The results indicate that when people do not consume adequate levels of EPA and DHA, like vegans and non-fish-eating vegetarians, their bodies respond by increasing the conversion levels of ALA to EPA.
“The implications of this study are that, if conversion of plant-based sources of n-3 PUFAs were found to occur in intervention studies, and were sufficient to maintain health, it could have significant consequences for public health recommendations and for preservation of the wild fish supply,” wrote the researchers in the American Journal of Clinical Nutrition,
However, Harry Rice, PhD, V.P., regulatory & scientific affairs for the Global Organization for EPA and DHA Omega-3s (GOED) said that the results “should be used to generate hypotheses rather than dictate public health recommendations.
“Given that findings from previous research suggest the existence of a higher conversion of ALA to EPA and subsequently DHA in certain diet-habit groups, I don't consider the present findings to be novel,” he added. “To further our knowledge in this area, a well-controlled intervention study needs to be conducted.”
The EPIC scientists also stated that the supply of wild fish is “under threat and supplies are compromised”. The study’s findings would have added importance, therefore, “if the maintenance of adequate n-3 PUFA status via conversion of plant-derived ALA was possible this could reduce the requirements for fish and help preserve the fish supply”, they added.

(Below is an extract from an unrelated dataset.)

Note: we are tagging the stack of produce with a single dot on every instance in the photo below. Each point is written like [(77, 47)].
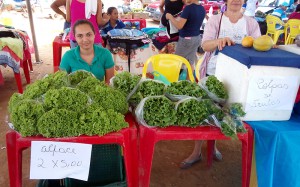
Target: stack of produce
[(62, 105)]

However, GOED’s Rice said that he supported the need for more research in the area of ALA conversion to the long-chain omega-3s, he did not agree with the EPIC scientists’ claims that this should be done because “...the supply of wild fish is dwindling and efforts to conserve the fish supply are needed”.
“While the supply of fish may not meet our future needs, this does not mean that the fish supply is dwindling. Among other measures, catch limits help preserve the fish population,” he added.
Adam Ismail, GOED’s executive director concurred, noting: “The study does not account for where EPA and DHA oils currently come from nor where they will come from in the future.
“Seafood sustainability and fish oil sustainability are often confused, but they are actually often distinct fisheries and are managed quite differently. Even the fish oil sources that do come from seafood fisheries are managed differently than the general seafood stocks, because oil manufacturers need stable sources of supply so they go to great lengths to find long-term sources.
“Also, never mind that the novel algae, yeast and plant sources that are starting to come to market will be able to augment any supply gaps for EPA and DHA,” added Ismail.